Again, if you can not get that, then run this with the no upload option:
/usr/sbin/alsa-info.sh --no-upload
which will create the file /tmp/alsa-info.txt. Copy that file and paste it on [Pastebin.com](http://pastebin.com) and press submit. That will give you a URL address. Please post that URL here. Also provide the following:
- in a terminal, or xterm, or konsole, type: rpm -qa ‘alsa’ #and post output here
- in a terminal, or xterm, or konsole, type: rpm -qa ‘pulse’ #and post output here
- in a terminal, or xterm, or konsole, type: rpm -q libasound2 #and post output here
- in a terminal, or xterm, or konsole, type: uname -a #and post output here
- for openSUSE-11.2 or newer
, in a terminal, or xterm, or konsole, type: cat /etc/modprobe.d/50-sound.conf #and post output here
I solved this one : I had to edit my audio card settings in yast. I added “lifebook” to model value =)
Glad to read you suceeded. Thankyou for sharing your solution.
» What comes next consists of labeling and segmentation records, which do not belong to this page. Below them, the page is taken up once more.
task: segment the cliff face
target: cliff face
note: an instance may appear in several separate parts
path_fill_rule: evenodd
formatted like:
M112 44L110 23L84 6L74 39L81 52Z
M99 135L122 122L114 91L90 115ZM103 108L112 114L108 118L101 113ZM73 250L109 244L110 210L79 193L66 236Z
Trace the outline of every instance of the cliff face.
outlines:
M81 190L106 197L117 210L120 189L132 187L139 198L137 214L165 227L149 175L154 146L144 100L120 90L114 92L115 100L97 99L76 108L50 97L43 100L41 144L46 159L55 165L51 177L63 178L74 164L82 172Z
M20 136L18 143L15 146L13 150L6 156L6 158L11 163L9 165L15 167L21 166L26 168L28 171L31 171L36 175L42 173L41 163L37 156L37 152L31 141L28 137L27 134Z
Likely YaST added the model “lifebook” to the /etc/modprobe.d/50-sound.conf file. If you type:
cat /etc/modprobe.d/50-sound.conf
you should be able to observe YaST’s edit.
here’s the output
punkysxe@linux-znb7:~> cat /etc/modprobe.d/50-sound.conf
options snd-hda-intel model=lifebook
options snd slots=snd-hda-intel
# u1Nb.OPCaYZocXF7:82801G (ICH7 Family) High Definition Audio Controller
alias snd-card-0 snd-hda-intel
Thanks! It appears YaST added this line:
options snd-hda-intel model=lifebook
and then restarted your alsa sound driver by reloading the associated kernel module.